0 posted 2008-03-09 12:15 PM


"The Quill Pen"
...Let it bleed...
Break the bread & let the letters feed,
Dishing food for thought type recipes;
The wax drips, off of the candle wick,
Absorbing passages and canvas pics,
Imagine it...messages in manuscripts,
Esoteric enigmas that challenge wit,
Asking riddle me this, riddle me that,
Off the wall that's riddled & cracked,
Scribblin' facts...see what visual lacks,
Leapt from Voodoo step to ritual acts,
...dab some ink, let the rapture bleed,
As my Quill pen narrates rhapsody,
Dreams crafted deep...fall fast asleep,
& visualize Da Vinci's master piece...
Let a thousand words paint a picture,
These portraits of ancient scriptures,
Take you far & wide, past star & sky,
Words go farther than a car can drive,
On this carpet ride; we quest in verse,
Mountain high to the depths of earth,
Let it bleed...time travel the seventies,
Cross the land mass & the seven seas,
Soul of sound...let the flow confound,
When imagination knows no bounds,
"Only rhyme structure trapping me"
Its ink blotch forms a liquid tapestry,
We could get swept up & cast to sea,
& drown in a fountain of knowledge,
Or have these mountains demolished,
...We can fly high on the feather Quill,
Fluttering only where weather wills,
Over the nether hills; past the clouds,
It could shed a tear or laugh out loud,
Recite our lows & passionate peaks,
I grip tight...but my grasping is bleak,
I struggle to put it back in its sheath,
Quills erratic; words span the pages,
Ain't no metaphor; now it's animated,
Pens possessed...& hands are tainted,
Off on its own like it was amputated,
Pen almost begets a life of its self;
It scribbles in an awkward way,
Best keep it locked away;
And let the
Bleeding
Verse
Drip
Off
ya
P
a
g
e
.
.
.


© Copyright 2008 Andrew Pineda - All Rights Reserved
patience206
New Member
since 2008-03-07
Posts 8

1 posted 2008-03-09 12:59 PM


i'm new here and wouldn't dare critique yet but i just had to let you know i respect your rhyme your word play as me hoping recess will never be over much respect
poddarku
Senior Member
since 2008-01-15
Posts 589
india
2 posted 2008-03-09 01:02 AM


even if it has a regular form this piece would be a good one. really sometimes verses bleed on the pages.

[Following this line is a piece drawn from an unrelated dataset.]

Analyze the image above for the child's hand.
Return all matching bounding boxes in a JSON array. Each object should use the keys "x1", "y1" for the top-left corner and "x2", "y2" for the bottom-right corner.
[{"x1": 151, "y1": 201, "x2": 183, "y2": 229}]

clever talks delay friendship!

e-ReK
Junior Member
since 2007-07-20
Posts 15

3 posted 2008-03-09 10:40 AM


thanks all

[This message has been edited by e-ReK (03-11-2008 10:08 PM).]

e-ReK
Junior Member
since 2007-07-20
Posts 15

4 posted 2008-03-11 10:10 PM


bump^
Not A Poet
Member Elite
since 1999-11-03
Posts 3885
Oklahoma, USA
5 posted 2008-03-12 11:21 AM


Rek, it's considered bad manners by most to bump your own thread unless you have something useful to add.